Main side effects for these medications were also similar to those reported in adults. Irritability was reported with all medications in 38% to 69% of cases. Modafinil, in particular, was well tolerated and was almost never stopped after initiation of therapy. It is our experience that modafinil alone is rarely sufficient as a treatment for narcolepsy-hypocretin deficiency. Weight loss was reported as a side effect of sodium oxybate in 20% to 25% of children treated with this medication but almost never as the result of modafinil (0%-6%) or venlafaxine (0%) (Table 6). Weight gain and constipation were reported when using venlafaxine only. Because sodium oxybate has been reported to increase growth-hormone release in adults,35 we feared that the drug would trigger premature puberty. Not only did our data not support this hypothesis (sodium oxybate was used in 19 prepubertal cases in this study), but we also found a strong relationship between acute weight gain around onset of symptoms and premature puberty. Because one of the side effects of sodium oxybate was weight loss, it is possible that sodium oxybate treatment, instead, mitigates premature puberty associated with weight gain, although additional follow-up data will be needed before confirming this hypothesis. In contrast, it is worth mentioning that the use of venlafaxine, fluoxetine, and stimulants in children has been associated with a slightly slower growth rate in large-scale clinical trials.36,37 As in adults, however, we advocate caution in using sodium oxybate in children with sleep disordered breathing.38,39 In these cases, we advocate the use of continuous positive airway pressure, with appropriate titration, when using sodium oxybate; monitoring of compliance with continuous positive airway pressure therapy; and retesting for sleep disordered breathing if significant weight loss occurs.

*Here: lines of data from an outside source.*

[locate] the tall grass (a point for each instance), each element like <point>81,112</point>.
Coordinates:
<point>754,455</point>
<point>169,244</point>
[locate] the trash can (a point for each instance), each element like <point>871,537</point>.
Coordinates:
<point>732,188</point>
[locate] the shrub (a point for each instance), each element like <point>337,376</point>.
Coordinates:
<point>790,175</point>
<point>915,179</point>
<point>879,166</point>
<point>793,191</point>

Interestingly, we also found that prepubertal cases used fewer medications, compared with older children. Although half of the prepubertal cases used sodium oxybate alone or in association with a single drug, typically modafinil, only 14% and 28% of the other groups used sodium oxybate plus 1 medication, and many more needed a combination of 3 medications. It is tempting to speculate that increased medication load with age reflects increased work and social pressure in older children. Indeed, it is our experience, as that of others,40 that a well-controlled sleep schedule with sufficient nocturnal sleep and proper napping (1-2 per day) reduces medication use and is easier to enforce in younger children prior to puberty. It is likely that older children with narcolepsy experience increased sleep need and sleepiness across adolescence, as has been reported in normal children, and that this maturation interacts with the disease, mandating an increased use of medication during this difficult period of increased workload.

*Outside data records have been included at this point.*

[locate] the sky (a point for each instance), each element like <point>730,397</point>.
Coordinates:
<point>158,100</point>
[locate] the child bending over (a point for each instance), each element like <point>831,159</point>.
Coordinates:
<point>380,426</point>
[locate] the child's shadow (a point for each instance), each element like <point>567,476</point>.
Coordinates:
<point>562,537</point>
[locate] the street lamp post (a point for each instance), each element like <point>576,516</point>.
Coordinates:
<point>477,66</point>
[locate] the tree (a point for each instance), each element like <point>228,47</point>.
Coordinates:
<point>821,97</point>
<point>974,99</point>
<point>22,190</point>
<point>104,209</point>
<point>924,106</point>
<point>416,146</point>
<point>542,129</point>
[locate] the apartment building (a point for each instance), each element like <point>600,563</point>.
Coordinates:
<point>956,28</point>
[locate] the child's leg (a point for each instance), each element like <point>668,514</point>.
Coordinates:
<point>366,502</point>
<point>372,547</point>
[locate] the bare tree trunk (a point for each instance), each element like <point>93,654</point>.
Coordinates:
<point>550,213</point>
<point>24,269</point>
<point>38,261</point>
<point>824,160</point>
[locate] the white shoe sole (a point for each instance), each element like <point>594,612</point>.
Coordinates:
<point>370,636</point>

Our study suffers from several important limitations. First and foremost, the study is retrospective in design, and the results reflect prescription habits at the Stanford Center for Narcolepsy. For example, the low continuation rate of methylphenidate, selective serotonin reuptake inhibitors, and tricyclic antidepressants likely partially reflects the preferential use of venlafaxine and modafinil in our practice. Second, although in most cases medications were used sequentially, in some cases it may be difficult for the family to attribute efficacy or side effects to specific medications in the context of polypharmacy. Finally, patients were educated about the expected therapeutic and side effects of each drug, and because the study was retrospective in design and therefore “open-label” in nature, placebo and nocebo effects cannot be excluded. Due to these limitations and the current paucity of safety data with sodium oxybate, modafinil, and venlafaxine in young children, we recommend the use of these drugs under strict monitoring and by experienced physicians only. Nonetheless, this study reports on the experience of 1 center treating a significant number of children, documenting the safe use and efficacy of narcolepsy medications in this rarely studied population.
DISCLOSURE STATEMENT
Funding for this study was provided by Jazz Pharmaceuticals which markets sodium oxybate for the treatment of narcolepsy/cataplexy. Dr. Mignot has consulted for Jazz, Actelion, Roche and Cephalon; is on the advisory board of Eli Lilly; has received research support from Jazz; and has financial interests in ResMed. Ms. Einen has participated in speaking engagements for Jazz Pharmaceuticals. The other authors have indicated no additional conflicts of interest.
REFERENCES
- 1.Peyron C, Faraco J, Rogers W, et al. A mutation in a case of early onset narcolepsy and a generalized absence of hypocretin peptides in human narcoleptic brains. Nat Med. 2000;6:991–7. doi: 10.1038/79690. [DOI] [PubMed] [Google Scholar]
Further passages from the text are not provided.